Friday, February 20, 2009

Bury the Machete: Have you ever been experienced, on Friday the 13th?

It's a week past Friday February the 13th, the opening of the re-release of the killassic horror flick Friday the 13th. I made it out on the first night, and the diehard horror fans made a respectable showing. The fact that it was actually Friday the 13th and Valentine's Day weekend made it marginally cool. It was a multicultural, inter-generational affair. Even a obnoxiously-Fergie-fabulous Indian from India babe (ooh I'm awful) made it out to the late show in her Beverly Feldman pumps (Big uppities to my fearless j-list leader for sniffing that one out, she couldn't go into the movie before accosting the woman about the origin of her cool peds).

Part slasher part Weekend at Bernie's part Cheech and Chong softcore porn style, Jason's resurrection for the younger generation does little justice to the mysterious and distant half-dead psychopath' of the 80's. What a difference two decades makes. 2009 J-Voorheesy makes the original incarnation look like a grandpa or at least a great uncle. Old hockey face now-a-days is straight to the point, extra specially brutal, persistent, but yet is able to maintain his slightly ironic, mute, pop-out-of-now-where since of humor... when dispatching unwitting teens, just in less creative ways. The highlight of the show came when the infamous "Chih, chih, chih, hah, hah, hah" track finally played near the end of the flick, which prompted an eager studio audience member to interject into the movie-viewing silence "Out of breath azz n*gg*!" with the uncanny comedic timing of a high school class clown.

An astute friend of mine of the Catholic persuasion noticed that all the teens that got hacked to death were in commission of some carnal sin.

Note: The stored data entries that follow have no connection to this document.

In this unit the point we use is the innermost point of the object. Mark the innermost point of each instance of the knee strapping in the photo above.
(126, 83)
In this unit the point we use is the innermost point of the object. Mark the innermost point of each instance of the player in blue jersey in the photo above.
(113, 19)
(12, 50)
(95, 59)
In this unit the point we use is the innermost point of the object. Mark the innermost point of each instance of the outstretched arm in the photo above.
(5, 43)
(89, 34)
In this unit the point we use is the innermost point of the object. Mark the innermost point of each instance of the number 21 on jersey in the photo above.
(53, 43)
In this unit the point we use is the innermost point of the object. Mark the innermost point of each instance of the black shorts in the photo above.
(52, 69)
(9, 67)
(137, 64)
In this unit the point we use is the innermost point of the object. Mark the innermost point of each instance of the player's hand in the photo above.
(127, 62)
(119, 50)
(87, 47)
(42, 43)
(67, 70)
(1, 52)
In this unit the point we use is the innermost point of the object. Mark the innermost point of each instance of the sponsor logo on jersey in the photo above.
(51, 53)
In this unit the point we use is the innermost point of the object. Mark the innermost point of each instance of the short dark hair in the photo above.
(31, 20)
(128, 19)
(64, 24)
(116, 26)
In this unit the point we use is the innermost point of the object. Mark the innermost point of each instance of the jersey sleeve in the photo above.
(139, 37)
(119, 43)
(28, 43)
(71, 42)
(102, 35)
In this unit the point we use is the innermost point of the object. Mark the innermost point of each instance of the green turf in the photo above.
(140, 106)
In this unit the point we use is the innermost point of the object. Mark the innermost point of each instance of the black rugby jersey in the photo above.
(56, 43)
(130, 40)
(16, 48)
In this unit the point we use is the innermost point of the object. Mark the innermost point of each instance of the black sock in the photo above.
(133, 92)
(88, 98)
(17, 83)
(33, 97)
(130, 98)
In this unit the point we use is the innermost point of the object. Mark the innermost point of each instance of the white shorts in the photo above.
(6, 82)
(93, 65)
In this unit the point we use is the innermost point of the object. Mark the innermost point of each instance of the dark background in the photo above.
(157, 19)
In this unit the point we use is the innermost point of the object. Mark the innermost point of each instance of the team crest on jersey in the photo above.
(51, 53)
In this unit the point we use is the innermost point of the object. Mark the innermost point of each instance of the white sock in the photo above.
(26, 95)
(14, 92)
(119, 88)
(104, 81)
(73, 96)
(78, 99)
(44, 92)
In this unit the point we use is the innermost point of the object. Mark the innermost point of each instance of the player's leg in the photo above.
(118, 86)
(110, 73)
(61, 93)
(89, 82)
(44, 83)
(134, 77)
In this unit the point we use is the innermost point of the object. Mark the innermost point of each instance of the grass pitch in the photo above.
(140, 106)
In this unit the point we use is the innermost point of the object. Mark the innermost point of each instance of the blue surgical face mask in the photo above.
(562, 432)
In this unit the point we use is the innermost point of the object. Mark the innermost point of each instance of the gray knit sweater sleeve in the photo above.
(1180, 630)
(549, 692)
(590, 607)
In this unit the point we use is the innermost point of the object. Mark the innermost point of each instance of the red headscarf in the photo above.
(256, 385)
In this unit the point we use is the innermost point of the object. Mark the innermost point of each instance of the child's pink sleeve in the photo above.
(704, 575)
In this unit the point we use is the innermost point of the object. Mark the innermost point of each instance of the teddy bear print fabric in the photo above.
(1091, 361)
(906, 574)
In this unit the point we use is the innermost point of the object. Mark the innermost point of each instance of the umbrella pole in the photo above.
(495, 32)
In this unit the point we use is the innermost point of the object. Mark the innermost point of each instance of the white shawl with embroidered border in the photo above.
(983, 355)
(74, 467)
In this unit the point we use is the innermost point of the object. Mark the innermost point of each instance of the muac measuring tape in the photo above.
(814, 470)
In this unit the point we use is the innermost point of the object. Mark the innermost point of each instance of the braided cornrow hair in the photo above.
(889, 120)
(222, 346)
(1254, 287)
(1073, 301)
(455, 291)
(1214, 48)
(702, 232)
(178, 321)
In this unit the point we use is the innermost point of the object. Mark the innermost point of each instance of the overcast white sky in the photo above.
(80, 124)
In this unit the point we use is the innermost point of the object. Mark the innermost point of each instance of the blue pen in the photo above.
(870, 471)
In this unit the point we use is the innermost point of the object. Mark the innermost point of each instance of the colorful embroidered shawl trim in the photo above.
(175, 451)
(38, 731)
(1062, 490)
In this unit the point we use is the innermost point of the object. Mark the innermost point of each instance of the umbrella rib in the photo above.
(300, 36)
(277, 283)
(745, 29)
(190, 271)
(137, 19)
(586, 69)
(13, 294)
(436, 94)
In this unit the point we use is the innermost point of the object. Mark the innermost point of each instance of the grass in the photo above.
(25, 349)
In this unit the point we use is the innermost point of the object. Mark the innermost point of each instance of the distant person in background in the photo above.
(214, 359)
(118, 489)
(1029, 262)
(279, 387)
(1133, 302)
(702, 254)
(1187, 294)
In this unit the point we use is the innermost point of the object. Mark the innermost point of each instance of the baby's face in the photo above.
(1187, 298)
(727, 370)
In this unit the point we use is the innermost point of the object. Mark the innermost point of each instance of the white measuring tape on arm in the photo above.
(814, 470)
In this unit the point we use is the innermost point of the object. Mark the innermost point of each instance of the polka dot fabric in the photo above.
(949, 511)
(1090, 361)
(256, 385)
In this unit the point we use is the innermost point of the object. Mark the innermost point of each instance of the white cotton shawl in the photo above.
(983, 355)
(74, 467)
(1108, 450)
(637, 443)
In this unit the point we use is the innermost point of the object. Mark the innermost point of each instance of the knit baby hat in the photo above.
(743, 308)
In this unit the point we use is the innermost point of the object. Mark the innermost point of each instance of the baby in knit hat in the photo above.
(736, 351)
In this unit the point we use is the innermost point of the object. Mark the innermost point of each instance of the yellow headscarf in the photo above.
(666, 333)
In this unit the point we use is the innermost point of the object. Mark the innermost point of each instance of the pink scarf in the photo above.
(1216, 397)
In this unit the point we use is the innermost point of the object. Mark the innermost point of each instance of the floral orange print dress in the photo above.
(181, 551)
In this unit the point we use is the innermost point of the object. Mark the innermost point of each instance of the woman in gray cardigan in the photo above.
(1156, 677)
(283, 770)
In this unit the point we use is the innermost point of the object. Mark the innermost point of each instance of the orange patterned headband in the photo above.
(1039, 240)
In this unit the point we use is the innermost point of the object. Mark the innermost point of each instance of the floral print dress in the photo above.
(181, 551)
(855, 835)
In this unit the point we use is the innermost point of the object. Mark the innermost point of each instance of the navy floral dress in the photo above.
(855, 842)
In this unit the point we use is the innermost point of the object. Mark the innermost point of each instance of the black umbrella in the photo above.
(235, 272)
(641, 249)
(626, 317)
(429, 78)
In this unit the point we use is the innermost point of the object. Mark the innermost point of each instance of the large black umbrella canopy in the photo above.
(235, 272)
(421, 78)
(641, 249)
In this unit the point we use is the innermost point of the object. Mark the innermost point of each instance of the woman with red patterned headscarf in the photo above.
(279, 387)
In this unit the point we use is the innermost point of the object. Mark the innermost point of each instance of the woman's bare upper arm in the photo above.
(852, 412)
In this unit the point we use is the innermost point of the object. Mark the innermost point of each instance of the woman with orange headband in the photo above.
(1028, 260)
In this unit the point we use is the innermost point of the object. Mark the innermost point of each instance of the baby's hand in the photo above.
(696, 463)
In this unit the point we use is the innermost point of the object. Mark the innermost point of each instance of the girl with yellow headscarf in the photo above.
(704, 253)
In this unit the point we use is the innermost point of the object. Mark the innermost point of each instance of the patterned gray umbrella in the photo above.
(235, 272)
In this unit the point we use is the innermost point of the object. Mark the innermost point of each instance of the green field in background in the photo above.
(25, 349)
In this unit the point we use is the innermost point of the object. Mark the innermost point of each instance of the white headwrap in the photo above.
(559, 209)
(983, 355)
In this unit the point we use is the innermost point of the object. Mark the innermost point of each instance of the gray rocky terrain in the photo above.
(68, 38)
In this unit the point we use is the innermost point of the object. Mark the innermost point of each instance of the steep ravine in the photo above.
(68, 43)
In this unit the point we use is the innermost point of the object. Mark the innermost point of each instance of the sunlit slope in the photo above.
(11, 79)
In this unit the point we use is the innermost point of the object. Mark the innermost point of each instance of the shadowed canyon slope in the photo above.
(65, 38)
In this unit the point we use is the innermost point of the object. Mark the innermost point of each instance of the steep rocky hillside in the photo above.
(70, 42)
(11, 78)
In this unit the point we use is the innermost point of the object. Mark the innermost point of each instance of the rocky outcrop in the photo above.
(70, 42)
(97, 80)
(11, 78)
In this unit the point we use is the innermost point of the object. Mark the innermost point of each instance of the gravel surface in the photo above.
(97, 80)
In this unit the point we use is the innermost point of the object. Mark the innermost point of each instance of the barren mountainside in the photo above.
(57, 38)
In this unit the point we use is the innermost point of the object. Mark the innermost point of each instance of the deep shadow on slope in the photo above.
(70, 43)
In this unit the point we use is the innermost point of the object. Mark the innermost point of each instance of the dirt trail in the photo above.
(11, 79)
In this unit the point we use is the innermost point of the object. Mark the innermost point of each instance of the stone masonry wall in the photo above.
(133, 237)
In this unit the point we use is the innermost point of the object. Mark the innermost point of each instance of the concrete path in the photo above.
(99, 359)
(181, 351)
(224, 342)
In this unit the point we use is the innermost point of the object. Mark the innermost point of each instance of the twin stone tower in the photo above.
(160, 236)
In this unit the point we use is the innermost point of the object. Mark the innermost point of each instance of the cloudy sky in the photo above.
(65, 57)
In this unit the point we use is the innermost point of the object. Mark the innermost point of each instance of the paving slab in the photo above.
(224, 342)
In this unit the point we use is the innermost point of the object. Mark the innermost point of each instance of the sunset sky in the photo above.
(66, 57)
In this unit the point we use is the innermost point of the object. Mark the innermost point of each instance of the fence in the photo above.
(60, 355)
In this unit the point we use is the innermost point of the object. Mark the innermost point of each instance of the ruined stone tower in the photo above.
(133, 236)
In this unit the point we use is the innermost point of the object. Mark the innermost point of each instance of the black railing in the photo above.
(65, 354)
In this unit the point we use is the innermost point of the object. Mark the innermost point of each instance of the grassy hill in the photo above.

I never thought of it that way before. Could Jason have a higher calling? As you can see, Jason here has the Ambercrombie archangel frat-boy look going, complete with heavenly aura! Now go ye forth and terrorize heathen youth... Maybe killing slacking phuck-ups is kind of like recycling... it takes some effort but is ultimately better for all of us in the end. You have about 4 days to see this movie in its full big-screen glory. Even though it's the "#1 movie in America" as of tonight, if it makes it to DVD before you decide to check it out, do yourself a favor and rent part III of the original series on VHS. The new Bayshore Mall does have an incognito new theatre (with no website), I didn't see it there though, but you can!